It is a small garden in the town centre, not more than 1.2 hectares. Originally, it was a medicinal herb garden founded by the Amsterdam City Council in 1638 following a severe epidemic of the plague. Medicinal herbs were the basic treatment for many ills, and remedies had scarcely changed since the days of Hippocrates. The recipes of the ancient Mediterranean world relied on numerous plants.
Doctors and pharmacists trained at the Hortus Botanicus in the preparation of herbal prescriptions. The Dutch East India Company aided the medical profession by bringing in exotic plants reputed for their therapeutic virtues. Between the 17th and 20th centuries, the Hortus grew to include the Palmhouse (1912), the Oranjerie (1875) which is now a cosy indoor/outdoor café, and small ponds. 
Most recently (1993), a 3-climate greenhouse was built.
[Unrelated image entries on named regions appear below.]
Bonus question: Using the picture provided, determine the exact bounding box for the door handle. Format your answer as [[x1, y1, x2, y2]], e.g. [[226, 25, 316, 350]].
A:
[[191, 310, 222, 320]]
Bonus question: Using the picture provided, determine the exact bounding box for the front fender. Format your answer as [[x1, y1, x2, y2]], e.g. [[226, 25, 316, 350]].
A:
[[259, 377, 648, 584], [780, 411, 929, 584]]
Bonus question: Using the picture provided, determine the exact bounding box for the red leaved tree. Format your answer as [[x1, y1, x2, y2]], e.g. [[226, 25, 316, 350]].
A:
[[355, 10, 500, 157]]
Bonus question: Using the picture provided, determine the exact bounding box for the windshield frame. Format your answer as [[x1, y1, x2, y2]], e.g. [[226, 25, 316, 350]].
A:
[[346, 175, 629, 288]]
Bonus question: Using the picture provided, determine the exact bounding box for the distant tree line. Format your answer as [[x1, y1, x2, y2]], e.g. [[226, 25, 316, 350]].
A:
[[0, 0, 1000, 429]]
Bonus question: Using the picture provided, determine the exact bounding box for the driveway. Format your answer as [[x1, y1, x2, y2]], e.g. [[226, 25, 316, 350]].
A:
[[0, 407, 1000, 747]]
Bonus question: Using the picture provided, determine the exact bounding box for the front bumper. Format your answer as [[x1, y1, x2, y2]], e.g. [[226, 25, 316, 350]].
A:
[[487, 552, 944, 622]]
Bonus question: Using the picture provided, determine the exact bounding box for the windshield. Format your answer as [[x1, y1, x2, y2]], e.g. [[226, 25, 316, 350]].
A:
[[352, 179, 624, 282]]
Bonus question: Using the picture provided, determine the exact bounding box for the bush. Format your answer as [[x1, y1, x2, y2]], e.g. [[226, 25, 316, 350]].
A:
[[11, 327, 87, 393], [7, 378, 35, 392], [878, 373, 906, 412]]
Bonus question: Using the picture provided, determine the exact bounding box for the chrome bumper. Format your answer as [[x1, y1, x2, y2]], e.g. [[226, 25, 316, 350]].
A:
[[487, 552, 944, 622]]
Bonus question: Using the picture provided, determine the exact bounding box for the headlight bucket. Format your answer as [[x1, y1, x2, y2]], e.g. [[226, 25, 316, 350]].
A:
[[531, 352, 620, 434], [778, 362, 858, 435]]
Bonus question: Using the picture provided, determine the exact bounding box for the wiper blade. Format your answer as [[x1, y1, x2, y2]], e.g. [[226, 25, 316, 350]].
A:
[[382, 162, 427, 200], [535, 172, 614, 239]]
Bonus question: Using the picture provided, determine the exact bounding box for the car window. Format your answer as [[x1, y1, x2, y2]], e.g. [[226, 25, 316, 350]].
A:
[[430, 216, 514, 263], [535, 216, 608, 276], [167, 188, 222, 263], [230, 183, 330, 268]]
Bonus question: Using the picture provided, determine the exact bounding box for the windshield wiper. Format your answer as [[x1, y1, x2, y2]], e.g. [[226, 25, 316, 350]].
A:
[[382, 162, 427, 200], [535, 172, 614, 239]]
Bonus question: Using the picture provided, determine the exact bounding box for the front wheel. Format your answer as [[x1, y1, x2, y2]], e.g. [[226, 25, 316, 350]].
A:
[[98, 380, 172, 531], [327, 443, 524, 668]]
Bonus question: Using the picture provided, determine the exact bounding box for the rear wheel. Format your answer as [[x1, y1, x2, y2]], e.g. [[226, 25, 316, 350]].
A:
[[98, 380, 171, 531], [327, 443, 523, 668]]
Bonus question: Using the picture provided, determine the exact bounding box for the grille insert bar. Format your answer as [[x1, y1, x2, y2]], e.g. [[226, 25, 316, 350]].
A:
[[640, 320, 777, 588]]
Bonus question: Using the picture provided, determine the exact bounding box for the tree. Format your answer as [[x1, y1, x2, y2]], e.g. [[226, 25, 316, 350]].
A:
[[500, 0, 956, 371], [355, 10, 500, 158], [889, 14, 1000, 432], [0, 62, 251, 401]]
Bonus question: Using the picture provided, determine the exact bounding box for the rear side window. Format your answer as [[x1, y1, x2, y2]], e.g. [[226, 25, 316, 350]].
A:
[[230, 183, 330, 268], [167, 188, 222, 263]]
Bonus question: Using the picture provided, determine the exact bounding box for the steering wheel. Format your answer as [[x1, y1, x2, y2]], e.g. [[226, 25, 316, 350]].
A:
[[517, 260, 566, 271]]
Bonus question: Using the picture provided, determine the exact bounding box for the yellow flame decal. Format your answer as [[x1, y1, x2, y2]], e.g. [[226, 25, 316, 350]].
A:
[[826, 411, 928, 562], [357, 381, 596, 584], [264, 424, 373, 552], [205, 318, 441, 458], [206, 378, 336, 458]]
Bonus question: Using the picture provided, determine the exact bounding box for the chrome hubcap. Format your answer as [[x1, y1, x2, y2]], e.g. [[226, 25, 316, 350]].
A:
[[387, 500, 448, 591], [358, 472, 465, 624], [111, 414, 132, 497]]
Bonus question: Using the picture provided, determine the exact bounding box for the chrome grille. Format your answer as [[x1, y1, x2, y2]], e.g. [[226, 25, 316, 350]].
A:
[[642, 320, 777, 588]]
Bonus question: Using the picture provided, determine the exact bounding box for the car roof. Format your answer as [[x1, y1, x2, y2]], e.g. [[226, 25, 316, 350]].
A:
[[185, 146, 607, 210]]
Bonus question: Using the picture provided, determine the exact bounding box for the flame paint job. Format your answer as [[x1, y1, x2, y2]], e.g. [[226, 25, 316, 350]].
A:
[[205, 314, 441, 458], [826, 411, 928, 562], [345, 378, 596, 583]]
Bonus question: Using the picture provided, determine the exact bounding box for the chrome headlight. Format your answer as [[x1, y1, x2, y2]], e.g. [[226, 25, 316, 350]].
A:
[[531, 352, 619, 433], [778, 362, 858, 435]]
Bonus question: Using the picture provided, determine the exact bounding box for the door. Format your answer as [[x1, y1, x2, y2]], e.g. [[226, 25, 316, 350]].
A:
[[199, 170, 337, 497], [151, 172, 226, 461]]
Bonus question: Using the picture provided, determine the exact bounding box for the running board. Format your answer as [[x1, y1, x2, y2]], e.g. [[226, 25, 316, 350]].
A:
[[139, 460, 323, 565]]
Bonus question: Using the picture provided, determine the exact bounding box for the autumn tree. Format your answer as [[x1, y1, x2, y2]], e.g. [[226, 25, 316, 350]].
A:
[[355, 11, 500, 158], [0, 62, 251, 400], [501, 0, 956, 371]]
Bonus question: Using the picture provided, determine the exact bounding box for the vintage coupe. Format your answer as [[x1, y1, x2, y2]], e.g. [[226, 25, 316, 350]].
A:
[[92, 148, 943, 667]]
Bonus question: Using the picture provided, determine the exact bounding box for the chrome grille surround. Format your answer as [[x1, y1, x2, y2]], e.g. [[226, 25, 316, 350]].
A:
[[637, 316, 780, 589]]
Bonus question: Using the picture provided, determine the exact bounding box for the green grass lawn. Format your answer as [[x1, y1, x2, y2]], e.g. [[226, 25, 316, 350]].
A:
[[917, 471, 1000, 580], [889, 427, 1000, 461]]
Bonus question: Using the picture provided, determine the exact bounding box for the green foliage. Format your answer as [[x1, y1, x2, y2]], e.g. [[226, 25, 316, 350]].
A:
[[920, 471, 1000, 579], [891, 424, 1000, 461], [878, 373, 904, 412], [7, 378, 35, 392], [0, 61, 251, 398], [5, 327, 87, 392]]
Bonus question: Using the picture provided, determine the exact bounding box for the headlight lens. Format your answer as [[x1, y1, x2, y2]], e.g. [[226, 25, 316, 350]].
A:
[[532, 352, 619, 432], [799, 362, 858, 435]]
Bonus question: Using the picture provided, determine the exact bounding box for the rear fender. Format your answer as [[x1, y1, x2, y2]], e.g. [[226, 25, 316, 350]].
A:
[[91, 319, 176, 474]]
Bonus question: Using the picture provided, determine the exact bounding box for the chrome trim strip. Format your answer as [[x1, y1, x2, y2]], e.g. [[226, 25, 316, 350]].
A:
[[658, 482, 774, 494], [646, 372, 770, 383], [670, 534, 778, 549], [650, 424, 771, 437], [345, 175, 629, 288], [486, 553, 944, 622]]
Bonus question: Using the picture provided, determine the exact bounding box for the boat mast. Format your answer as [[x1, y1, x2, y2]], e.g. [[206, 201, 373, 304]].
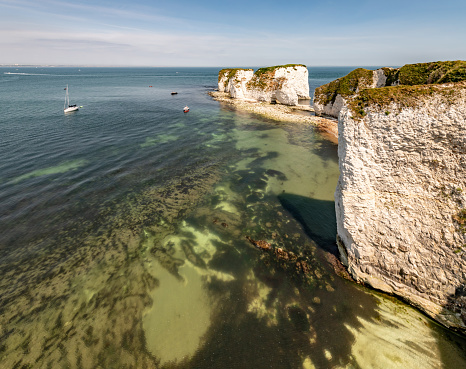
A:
[[63, 85, 70, 109]]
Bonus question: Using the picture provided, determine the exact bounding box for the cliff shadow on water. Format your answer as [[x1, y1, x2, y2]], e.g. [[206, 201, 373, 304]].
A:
[[278, 193, 338, 256]]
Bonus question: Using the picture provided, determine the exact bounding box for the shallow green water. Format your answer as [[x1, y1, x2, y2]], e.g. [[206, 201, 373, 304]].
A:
[[0, 69, 466, 368]]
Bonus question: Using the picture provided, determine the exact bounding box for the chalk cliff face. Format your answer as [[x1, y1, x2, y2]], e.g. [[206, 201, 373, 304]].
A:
[[218, 64, 309, 105], [314, 60, 466, 118], [335, 82, 466, 332]]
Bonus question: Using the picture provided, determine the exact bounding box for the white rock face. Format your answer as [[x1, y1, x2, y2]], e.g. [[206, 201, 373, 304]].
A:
[[218, 65, 309, 105], [314, 68, 387, 118], [314, 94, 346, 118], [335, 83, 466, 332], [218, 69, 254, 99]]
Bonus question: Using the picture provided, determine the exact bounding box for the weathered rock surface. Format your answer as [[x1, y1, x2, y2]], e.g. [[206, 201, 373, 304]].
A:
[[218, 64, 309, 105], [335, 82, 466, 333], [314, 60, 466, 118]]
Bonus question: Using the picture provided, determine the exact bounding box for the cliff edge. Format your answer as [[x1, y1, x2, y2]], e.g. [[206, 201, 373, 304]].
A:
[[335, 81, 466, 333], [218, 64, 309, 106], [314, 60, 466, 118]]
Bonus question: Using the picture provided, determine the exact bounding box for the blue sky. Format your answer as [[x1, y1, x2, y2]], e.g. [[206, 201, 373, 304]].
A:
[[0, 0, 466, 67]]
Its subtropical section houses plants from South Africa and Australia ; the tropical section gathers jungle palms and orchids, and the desert section’s star is the Welwitschia mirabilis. There is also a Butterfly House and another greenhouse for succulents from Mexico and the United States, but these two houses were closed for renovations.
Another star is the Wollemi Pine (right). It was thought to have died out until several specimens were discovered growing in an unexplored gorge in southwestern Australia in 1994. The Hortus houses many other plants on the list of species threatened with extinction.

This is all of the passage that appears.